Berhubung masih memiliki kontrak hingga 30 Juni 2021, plus tak ada niatan bagi Barcelona melepas La Pulga, membuat klub peminat Messi mesti menebus klausul lepas pesepakbola 33 tahun tersebut. Saat ini, Messi memiliki klausul lepas mencapai 700 juta euro atau sekira Rp12,2 triliun.

Di tengah pandemi seperti ini, plus adanya aturan Financial Fair Play (FFP), membuat klub-klub agak sulit mengeluarkan uang sebesar di atas. Namun, manajemen Barcelona bisa saja melepas Messi dengan harga yang lebih rendah.

Jika Messi terus-menerus merengek minta dilepas, manajemen Barcelona dipercaya akan melepas La Pulga. Presiden Barcelona Josep Maria Bartomeu dipercaya tak mau klubnya dipandang hanya Messi seorang.

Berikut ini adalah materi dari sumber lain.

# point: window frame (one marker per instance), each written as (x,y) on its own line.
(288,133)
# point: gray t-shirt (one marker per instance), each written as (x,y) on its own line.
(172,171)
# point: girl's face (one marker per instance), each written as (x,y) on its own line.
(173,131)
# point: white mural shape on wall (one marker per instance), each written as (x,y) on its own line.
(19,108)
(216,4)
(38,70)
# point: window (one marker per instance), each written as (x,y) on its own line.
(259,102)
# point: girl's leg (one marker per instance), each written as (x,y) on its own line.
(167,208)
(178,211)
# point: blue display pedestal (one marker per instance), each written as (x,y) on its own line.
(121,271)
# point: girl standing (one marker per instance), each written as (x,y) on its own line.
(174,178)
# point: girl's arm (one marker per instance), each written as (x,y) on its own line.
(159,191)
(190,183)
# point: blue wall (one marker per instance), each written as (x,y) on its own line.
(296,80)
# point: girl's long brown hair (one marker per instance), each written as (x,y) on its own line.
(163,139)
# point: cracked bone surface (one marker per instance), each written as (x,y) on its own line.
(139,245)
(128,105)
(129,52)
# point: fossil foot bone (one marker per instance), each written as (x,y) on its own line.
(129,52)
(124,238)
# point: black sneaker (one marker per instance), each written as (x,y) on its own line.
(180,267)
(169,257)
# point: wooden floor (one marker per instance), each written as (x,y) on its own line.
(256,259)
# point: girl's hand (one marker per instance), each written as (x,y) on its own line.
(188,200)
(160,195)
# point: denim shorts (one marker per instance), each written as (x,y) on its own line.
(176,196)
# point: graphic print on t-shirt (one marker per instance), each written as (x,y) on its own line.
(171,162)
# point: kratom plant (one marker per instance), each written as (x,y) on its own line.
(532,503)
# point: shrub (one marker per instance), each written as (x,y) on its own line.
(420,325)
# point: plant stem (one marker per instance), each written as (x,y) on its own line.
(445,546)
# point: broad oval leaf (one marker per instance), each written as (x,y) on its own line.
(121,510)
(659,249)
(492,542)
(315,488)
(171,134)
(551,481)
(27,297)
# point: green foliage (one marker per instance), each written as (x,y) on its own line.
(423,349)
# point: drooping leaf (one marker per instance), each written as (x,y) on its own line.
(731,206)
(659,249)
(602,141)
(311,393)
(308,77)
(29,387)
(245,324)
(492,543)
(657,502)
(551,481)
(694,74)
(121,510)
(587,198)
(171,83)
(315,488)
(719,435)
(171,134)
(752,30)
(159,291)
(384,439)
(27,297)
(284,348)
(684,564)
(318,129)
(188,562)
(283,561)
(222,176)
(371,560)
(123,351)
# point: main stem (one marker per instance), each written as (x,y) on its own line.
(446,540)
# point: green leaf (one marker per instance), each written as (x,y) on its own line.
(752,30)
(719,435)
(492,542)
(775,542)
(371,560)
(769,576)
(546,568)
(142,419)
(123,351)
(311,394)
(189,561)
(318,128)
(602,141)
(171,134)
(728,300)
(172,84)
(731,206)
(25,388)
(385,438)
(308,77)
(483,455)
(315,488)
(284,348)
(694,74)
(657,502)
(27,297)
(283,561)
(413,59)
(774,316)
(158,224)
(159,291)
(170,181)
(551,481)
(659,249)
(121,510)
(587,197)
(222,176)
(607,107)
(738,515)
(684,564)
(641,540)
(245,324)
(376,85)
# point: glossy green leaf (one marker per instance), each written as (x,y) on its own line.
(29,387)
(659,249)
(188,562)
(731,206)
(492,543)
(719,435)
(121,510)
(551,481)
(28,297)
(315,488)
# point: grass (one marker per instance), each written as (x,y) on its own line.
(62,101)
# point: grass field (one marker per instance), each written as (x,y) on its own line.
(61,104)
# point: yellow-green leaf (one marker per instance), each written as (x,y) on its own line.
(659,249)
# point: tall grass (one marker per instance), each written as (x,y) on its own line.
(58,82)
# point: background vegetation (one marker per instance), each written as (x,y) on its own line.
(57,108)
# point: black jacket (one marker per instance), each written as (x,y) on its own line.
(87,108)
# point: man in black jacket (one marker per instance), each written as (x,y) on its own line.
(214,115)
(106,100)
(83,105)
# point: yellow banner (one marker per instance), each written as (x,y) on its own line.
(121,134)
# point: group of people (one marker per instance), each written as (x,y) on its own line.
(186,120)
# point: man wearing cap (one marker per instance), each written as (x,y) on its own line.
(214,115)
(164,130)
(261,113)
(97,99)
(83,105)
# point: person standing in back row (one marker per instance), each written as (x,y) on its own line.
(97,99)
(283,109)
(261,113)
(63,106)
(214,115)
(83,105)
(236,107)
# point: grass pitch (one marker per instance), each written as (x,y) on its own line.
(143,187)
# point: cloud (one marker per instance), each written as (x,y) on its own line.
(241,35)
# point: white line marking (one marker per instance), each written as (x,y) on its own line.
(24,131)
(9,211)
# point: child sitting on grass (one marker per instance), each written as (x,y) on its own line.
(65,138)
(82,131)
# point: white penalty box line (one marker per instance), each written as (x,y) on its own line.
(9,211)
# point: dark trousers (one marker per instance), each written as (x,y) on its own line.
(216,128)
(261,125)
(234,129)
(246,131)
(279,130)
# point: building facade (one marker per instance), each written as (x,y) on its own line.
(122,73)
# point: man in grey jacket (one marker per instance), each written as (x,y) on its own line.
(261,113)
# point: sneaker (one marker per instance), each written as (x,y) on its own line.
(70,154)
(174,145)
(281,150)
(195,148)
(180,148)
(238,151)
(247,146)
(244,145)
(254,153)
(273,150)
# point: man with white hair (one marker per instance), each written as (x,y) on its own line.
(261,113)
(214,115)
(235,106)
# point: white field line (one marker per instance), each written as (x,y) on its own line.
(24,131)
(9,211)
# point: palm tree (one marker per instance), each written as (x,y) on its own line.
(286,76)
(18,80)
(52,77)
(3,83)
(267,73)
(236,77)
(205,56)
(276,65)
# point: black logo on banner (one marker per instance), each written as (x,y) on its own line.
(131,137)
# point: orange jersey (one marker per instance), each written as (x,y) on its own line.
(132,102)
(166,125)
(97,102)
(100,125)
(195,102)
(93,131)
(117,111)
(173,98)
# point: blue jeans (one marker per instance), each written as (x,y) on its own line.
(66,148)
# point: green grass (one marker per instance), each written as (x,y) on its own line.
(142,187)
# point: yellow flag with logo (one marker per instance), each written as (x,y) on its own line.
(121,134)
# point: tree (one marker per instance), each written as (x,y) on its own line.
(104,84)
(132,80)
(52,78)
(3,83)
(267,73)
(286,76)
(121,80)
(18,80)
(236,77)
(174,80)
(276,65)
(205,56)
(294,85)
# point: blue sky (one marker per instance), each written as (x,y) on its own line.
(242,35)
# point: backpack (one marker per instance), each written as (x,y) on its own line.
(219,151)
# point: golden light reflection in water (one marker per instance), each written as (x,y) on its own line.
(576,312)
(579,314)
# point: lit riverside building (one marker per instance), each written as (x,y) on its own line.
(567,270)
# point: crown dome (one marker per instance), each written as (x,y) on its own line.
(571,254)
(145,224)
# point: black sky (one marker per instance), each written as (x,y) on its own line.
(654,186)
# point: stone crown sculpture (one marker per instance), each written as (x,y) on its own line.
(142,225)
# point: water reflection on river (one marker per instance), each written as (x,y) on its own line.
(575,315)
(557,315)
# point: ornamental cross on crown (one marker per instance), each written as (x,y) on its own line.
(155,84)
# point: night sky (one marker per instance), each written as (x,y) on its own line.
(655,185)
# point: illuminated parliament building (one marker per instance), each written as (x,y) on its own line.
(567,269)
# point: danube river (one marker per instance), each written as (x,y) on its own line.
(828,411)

Andai benar dijual, uang hasil pelepasan Messi dapat digunakan untuk membeli pesepakbola top lain. Uang tersebut dapat digunakan Barcelona sebagai penegasan revolusi atau perubahan besar-besar di bawah arahan Koeman.

Menarik menanti kelanjutan nasib Messi bersama Barcelona. Satu hal yang pasti, jika manajemen memutuskan melepas Messi, elektabilitas Bartomeu akan menurun di mata socios (anggota/responden) saat pemilihan presiden Barcelona pada 15 Maret 2021.